OLDER FICTION
Leavitt, Martine

Buffalo Flats

(2) YA Based on family history, Leavitt's coming-of-age story is set in an 1890s Mormon settler community in Southern Alberta, Canada, at the eastern edges of the Rockies, and focuses on seventeen-year-old Rebecca. In an opening both startling and humorous, Leavitt begins: "Rebecca had heard her father and others call this land God's country often enough that she wasn't as surprised as she might have been to come upon him... He was dressed in his work clothes, but you knew God when you saw him." It's fitting that many of Rebecca's consequent ups-and-downs are driven by the desire to own the very piece of "God's country" that she finds so beautiful--an ­outlandish ambition for a woman.
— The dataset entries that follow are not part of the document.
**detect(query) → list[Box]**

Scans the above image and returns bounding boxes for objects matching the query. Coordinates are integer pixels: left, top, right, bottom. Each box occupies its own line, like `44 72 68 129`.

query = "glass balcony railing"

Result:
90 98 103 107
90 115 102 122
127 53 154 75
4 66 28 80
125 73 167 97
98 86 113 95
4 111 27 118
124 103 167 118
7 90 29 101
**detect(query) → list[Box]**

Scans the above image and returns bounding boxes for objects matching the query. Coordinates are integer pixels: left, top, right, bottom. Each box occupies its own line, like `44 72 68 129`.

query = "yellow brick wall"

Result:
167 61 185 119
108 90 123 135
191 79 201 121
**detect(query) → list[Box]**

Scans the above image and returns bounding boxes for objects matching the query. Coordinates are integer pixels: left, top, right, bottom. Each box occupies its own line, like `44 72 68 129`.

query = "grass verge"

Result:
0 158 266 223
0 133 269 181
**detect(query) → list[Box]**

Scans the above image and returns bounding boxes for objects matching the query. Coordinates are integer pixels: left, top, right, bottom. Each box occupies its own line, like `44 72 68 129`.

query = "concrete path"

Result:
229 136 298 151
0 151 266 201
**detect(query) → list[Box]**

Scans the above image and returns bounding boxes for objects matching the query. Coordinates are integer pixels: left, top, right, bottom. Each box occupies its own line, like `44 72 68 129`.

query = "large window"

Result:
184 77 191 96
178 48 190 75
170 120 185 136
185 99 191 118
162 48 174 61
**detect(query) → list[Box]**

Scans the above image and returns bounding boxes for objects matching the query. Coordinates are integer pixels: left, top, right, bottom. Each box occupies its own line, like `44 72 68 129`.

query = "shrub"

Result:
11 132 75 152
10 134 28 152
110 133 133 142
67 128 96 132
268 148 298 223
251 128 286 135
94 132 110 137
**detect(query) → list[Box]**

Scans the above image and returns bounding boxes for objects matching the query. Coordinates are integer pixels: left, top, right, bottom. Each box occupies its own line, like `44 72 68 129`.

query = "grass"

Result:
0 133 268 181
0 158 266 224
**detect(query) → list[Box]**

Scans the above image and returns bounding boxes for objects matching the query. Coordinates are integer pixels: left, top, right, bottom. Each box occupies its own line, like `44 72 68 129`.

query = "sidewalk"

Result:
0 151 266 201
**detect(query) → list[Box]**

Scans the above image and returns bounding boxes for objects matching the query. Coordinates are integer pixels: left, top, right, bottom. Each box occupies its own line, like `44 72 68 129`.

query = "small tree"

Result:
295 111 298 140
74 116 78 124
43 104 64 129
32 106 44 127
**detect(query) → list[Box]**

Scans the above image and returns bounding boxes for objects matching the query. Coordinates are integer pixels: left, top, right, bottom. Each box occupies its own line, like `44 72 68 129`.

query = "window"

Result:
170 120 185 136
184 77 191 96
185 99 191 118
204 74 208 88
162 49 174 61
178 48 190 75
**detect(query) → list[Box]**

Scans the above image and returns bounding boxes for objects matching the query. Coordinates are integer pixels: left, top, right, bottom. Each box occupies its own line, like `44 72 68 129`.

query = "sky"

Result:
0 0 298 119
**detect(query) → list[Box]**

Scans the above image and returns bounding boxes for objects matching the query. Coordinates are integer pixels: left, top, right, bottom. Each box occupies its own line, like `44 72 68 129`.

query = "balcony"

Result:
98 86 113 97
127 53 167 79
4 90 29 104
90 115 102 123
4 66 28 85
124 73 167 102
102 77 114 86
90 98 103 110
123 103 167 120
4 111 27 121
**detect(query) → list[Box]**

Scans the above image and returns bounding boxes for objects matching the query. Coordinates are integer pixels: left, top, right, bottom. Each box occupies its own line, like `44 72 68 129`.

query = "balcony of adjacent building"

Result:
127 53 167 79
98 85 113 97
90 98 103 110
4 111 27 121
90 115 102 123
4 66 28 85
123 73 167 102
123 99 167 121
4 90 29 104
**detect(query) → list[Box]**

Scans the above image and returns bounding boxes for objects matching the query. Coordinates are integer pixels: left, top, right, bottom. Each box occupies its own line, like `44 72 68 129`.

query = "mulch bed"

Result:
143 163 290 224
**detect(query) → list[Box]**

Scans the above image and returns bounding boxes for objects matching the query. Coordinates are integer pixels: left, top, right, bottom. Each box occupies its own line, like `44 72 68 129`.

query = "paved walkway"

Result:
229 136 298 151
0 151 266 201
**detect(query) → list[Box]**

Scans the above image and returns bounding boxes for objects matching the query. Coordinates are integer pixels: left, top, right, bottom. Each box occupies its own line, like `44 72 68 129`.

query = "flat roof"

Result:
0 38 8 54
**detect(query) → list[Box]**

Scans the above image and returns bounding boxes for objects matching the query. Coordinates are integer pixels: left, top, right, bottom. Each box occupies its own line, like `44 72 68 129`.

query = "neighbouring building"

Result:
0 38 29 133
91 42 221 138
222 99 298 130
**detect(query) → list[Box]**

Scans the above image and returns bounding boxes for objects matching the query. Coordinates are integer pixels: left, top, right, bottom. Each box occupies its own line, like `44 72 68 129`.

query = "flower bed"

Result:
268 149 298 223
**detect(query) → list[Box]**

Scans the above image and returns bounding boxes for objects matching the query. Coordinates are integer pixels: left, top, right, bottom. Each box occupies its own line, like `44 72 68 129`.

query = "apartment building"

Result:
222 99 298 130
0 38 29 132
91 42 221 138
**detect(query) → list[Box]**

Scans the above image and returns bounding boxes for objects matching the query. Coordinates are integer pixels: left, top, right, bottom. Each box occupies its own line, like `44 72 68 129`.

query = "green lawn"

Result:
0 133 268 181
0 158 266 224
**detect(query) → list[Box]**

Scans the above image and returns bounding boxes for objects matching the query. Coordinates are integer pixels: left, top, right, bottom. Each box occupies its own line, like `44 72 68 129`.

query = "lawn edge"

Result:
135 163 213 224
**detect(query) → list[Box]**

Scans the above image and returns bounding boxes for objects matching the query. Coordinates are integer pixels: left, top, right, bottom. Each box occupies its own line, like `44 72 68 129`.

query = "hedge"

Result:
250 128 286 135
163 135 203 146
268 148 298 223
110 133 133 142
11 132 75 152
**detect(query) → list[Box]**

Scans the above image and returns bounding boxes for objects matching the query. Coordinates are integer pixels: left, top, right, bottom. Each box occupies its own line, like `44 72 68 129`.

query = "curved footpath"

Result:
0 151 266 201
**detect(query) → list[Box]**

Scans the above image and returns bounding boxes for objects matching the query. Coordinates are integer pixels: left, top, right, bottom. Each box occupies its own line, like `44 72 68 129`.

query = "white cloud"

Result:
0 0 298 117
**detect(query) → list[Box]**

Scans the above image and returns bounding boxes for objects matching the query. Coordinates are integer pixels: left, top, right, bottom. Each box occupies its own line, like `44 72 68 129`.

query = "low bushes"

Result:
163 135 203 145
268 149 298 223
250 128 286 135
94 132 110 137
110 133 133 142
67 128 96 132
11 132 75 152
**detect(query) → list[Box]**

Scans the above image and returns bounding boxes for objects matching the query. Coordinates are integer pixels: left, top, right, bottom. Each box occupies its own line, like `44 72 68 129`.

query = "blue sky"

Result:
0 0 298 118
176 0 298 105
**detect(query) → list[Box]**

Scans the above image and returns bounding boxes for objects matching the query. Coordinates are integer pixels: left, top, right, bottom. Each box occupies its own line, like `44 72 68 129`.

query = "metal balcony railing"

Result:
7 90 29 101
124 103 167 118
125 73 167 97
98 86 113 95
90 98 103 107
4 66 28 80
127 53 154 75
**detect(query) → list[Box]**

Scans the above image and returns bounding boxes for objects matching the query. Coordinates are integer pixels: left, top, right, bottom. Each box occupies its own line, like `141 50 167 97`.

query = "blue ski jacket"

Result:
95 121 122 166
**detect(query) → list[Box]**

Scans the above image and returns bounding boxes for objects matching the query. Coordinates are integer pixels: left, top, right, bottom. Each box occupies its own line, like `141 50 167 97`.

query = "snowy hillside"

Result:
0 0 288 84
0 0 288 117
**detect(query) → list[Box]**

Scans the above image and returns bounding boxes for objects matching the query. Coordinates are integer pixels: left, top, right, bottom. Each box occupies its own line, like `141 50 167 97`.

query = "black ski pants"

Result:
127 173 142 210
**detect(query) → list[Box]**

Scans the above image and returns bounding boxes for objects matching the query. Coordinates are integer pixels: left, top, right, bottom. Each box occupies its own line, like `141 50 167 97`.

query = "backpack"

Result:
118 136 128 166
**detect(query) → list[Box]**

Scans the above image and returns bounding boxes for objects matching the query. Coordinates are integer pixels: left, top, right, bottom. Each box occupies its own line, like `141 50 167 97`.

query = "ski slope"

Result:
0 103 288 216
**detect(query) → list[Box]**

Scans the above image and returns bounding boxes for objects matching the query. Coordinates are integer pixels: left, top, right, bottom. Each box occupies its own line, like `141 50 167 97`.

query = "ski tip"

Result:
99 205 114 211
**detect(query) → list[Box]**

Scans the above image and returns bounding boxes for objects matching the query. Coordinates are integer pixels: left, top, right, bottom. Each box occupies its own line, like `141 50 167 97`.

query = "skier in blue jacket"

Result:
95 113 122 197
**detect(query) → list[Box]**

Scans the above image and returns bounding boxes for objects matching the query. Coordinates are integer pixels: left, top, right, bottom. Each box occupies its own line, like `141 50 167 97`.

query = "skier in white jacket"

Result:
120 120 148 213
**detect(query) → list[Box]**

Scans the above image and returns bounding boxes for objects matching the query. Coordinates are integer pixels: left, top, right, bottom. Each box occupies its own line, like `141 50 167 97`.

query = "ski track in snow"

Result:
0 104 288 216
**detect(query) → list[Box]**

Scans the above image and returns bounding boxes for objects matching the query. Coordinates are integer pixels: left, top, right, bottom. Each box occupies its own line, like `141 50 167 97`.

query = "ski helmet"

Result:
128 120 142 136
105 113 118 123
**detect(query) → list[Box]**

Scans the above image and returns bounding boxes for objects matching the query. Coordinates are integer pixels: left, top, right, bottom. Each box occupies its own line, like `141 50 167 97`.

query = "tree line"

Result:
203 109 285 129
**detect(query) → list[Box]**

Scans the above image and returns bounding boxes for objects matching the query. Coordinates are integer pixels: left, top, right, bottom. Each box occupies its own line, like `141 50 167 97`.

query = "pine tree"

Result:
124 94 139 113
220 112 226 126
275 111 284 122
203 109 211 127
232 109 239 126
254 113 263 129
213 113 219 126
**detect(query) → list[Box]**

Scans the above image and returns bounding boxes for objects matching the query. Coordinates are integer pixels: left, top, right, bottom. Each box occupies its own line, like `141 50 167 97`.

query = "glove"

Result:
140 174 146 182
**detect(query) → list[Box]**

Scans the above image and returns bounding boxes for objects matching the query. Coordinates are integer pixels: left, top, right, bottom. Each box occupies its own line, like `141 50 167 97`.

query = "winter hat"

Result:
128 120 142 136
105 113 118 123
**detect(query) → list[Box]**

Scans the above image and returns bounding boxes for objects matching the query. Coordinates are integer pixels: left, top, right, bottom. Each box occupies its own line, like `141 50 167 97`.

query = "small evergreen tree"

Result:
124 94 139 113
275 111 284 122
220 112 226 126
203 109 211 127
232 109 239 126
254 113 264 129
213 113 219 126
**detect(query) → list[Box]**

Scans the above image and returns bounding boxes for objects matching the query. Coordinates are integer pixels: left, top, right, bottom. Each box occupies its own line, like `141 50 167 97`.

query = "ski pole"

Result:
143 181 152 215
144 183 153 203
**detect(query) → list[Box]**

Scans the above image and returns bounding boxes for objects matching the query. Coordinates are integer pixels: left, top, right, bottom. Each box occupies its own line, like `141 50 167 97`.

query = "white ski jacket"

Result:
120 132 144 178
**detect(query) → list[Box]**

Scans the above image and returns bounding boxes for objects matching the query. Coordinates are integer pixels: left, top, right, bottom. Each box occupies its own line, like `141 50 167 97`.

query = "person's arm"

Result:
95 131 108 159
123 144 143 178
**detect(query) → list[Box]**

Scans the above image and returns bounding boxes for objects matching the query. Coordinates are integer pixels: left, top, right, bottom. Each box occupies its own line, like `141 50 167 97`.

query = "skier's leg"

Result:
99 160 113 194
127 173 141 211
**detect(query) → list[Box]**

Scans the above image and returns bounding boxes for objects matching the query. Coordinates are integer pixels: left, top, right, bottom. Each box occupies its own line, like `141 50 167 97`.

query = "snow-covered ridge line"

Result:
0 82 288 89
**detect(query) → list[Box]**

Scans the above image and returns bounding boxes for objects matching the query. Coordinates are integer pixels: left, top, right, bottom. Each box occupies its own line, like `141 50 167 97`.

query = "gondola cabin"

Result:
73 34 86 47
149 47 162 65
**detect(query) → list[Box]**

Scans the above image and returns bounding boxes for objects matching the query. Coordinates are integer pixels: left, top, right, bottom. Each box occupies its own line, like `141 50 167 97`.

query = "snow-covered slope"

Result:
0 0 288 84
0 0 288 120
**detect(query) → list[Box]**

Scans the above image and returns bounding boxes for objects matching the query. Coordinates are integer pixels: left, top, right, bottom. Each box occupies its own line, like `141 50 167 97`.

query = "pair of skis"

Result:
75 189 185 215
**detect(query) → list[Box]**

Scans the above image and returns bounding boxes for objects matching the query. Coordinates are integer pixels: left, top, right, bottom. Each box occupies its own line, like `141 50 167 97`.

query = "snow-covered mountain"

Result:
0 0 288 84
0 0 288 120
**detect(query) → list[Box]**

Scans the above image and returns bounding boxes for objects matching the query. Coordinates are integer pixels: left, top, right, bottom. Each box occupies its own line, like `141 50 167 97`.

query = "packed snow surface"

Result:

With her mother's support, she determines to earn the exorbitant $480 it will cost to buy the quarter section; in the meantime, her close-knit family and community offer rich, unpredictable ground for her efforts to learn and live with integrity--and without complaining. Ventures into midwifery and nursing with her mother; ­calamities of weather, domestic violence, and a devastating flu; ­competition for romance and talk of women's suffrage: all are fodder for Rebecca's articulate, funny ­self-examination and deepening growth. Always sensitive to the ­beauties of earth and sky, Rebecca longs for a return of the elk and buffalo, part of the author's tacit acknowledgment of local Indigenous peoples and the damage wrought by white ­expansion. Leavitt's writing is suffused with the beauty of the earth and sky.